Lastly, it’s worth thinking about U.S. growth stocks through a more global lens—including as it relates to the U.S. dollar. During past periods of a strengthening USD, growth stocks in the United States have fared relatively well as asset prices rose and multiples expanded. Since the start of 2023, the USD has essentially moved sideways, after peaking in late 2022. With the Fed likely to begin cutting interest rates in September, it’s a fair question to ask whether the USD is poised to weaken further, which historically has favored value over growth stocks, as multiples in many parts of the equity market compress.

Value stocks appear poised for an earnings rebound

  All of these factors considered, looking ahead the expectations are for the Magnificent Seven’s earnings growth by the fourth quarter to decelerate to a rate only slightly higher than that of the Russell 1000 Growth Index. Meanwhile, large-cap value stocks are expected to continue strengthening their earnings figures, rebounding from around 3% growth in Q2 to more than 15% by year end. The question facing investors is how much they’re willing to pay for these levels of earnings growth. As of this writing, the Russell 1000 Value Index reflected a price/earnings ratio of the cheapest of the Magnificent Seven, meanwhile, had a P/E of about 24x, and two of the seven were over 50x. If the momentum fueling the rise of the Magnificent Seven stalls, it could suggest a meaningful resurgence in value-oriented and smaller-capitalization stocks. One month of data is too little from which to draw any meaningful conclusions, but it is noteworthy that the worst-performing sector over the first six months, Real Estate, led the market in July, while the two best-performing sectors through June, Information Technology and Communication Services, were the only two posting losses in that month. Similarly, value outperformed growth across all market capitalizations in July, while small- and midcap stocks outperformed large caps.  

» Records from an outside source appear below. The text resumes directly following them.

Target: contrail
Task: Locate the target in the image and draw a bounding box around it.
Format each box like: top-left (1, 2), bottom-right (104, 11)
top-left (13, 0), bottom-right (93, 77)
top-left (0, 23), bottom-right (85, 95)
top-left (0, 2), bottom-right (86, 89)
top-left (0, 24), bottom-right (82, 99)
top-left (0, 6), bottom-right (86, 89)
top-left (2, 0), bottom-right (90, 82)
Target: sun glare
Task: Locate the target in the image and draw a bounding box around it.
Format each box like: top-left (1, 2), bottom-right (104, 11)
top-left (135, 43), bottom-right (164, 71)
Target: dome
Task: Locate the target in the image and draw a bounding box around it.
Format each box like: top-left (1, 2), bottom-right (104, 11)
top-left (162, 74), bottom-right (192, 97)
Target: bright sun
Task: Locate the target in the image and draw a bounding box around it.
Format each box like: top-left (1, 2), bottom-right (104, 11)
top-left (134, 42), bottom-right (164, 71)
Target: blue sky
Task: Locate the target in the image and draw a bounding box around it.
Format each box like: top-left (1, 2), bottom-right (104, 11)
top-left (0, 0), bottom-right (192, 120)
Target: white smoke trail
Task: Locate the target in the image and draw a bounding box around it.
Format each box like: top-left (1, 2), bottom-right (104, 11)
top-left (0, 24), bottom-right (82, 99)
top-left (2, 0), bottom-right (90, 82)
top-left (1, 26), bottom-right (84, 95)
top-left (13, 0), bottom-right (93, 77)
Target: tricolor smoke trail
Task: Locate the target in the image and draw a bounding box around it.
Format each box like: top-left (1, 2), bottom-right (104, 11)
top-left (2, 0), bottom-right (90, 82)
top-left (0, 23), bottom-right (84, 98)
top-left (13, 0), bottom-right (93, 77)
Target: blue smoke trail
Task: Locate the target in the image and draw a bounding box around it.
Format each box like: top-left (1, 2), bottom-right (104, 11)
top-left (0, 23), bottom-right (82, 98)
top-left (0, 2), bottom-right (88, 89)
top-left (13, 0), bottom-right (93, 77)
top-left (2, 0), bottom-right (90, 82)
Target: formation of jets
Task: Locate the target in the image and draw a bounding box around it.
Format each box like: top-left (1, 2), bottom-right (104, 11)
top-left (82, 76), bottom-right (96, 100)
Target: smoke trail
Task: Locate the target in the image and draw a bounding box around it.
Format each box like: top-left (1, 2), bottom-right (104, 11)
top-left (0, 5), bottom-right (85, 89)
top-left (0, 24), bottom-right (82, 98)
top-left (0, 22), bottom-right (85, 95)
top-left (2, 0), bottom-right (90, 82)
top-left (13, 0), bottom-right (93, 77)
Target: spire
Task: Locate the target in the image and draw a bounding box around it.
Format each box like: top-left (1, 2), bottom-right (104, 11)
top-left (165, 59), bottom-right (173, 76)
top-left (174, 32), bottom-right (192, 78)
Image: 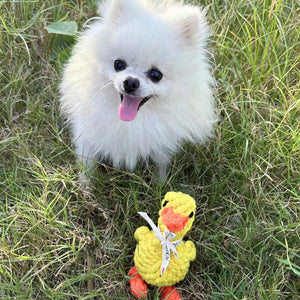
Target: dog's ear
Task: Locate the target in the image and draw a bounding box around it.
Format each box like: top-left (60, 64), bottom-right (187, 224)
top-left (99, 0), bottom-right (141, 24)
top-left (170, 6), bottom-right (209, 46)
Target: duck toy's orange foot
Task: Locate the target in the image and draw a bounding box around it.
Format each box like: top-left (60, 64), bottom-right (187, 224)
top-left (128, 267), bottom-right (181, 300)
top-left (128, 267), bottom-right (148, 299)
top-left (159, 286), bottom-right (181, 300)
top-left (128, 192), bottom-right (196, 300)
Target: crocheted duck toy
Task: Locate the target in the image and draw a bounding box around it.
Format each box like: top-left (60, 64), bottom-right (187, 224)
top-left (128, 192), bottom-right (196, 300)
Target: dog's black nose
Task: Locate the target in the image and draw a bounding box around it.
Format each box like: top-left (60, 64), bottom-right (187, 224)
top-left (123, 77), bottom-right (140, 94)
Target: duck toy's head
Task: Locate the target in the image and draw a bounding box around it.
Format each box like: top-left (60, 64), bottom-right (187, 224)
top-left (158, 192), bottom-right (196, 239)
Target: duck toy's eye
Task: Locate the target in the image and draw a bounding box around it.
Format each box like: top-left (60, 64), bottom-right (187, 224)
top-left (189, 211), bottom-right (194, 218)
top-left (163, 201), bottom-right (169, 207)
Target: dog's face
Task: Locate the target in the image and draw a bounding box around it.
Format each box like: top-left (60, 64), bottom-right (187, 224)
top-left (97, 0), bottom-right (207, 121)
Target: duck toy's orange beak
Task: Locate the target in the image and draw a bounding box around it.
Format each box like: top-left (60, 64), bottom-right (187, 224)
top-left (161, 207), bottom-right (189, 232)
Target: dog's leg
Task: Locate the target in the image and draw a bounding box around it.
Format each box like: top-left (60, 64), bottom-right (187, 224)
top-left (75, 141), bottom-right (97, 188)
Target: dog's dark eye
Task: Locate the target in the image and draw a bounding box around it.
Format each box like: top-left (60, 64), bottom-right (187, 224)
top-left (148, 68), bottom-right (163, 83)
top-left (114, 59), bottom-right (127, 72)
top-left (163, 201), bottom-right (169, 207)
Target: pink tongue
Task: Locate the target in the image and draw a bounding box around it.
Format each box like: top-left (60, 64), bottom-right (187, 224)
top-left (119, 95), bottom-right (143, 121)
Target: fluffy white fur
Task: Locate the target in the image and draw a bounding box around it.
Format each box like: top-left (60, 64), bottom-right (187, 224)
top-left (60, 0), bottom-right (216, 176)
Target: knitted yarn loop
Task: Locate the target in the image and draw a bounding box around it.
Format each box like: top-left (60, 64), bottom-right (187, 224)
top-left (138, 212), bottom-right (181, 276)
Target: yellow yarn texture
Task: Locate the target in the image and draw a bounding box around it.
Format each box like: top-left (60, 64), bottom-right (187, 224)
top-left (134, 192), bottom-right (196, 287)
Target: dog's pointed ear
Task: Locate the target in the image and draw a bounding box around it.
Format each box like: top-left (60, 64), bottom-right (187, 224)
top-left (99, 0), bottom-right (141, 23)
top-left (171, 6), bottom-right (209, 46)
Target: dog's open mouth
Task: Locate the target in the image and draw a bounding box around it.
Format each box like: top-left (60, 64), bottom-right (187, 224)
top-left (119, 94), bottom-right (152, 121)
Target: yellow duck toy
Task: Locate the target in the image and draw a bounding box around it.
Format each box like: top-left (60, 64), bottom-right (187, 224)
top-left (128, 192), bottom-right (196, 300)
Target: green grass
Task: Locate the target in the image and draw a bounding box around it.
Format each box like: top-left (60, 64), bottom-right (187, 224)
top-left (0, 0), bottom-right (300, 299)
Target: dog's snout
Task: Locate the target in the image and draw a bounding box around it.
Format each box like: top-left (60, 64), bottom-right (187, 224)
top-left (123, 77), bottom-right (140, 94)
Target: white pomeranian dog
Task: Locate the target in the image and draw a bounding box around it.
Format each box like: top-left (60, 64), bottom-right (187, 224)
top-left (60, 0), bottom-right (217, 178)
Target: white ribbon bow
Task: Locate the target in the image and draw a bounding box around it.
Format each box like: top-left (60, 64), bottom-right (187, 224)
top-left (138, 212), bottom-right (181, 275)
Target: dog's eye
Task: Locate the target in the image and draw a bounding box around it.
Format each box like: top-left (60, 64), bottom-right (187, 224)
top-left (163, 201), bottom-right (169, 207)
top-left (114, 59), bottom-right (127, 72)
top-left (148, 68), bottom-right (163, 83)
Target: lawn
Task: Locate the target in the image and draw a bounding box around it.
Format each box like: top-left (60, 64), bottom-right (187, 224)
top-left (0, 0), bottom-right (300, 300)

Diversification may be more important—and challenging—than usual

Only hindsight will reveal precisely when investors have lost their appetite for today’s high-flying tech stocks. But we can say with confidence that, over the long term, valuation matters in the equity market, and that chasing yesterday’s winners rarely ends well. Consider the recent, short-lived turmoil that hit the markets at the beginning of August and erased approximately $800 billion in market value of the Magnificent Seven in just one day. Investors following a passive or index-oriented approach may discover too late just how exposed they are to the fortunes of a handful of tech-related mega caps. If history is any guide, when market leadership changes, that change can often be both abrupt (as 2022 as for tech) and protracted (it took roughly 15 years for tech stocks to recapture their highs from 2000). We believe achieving a meaningful level of diversification in today’s market requires a hands-on, active approach—and after the spike in volatility in early August, we’d suggest investors prepare for the possibility of more turbulence on the horizon before it arrives.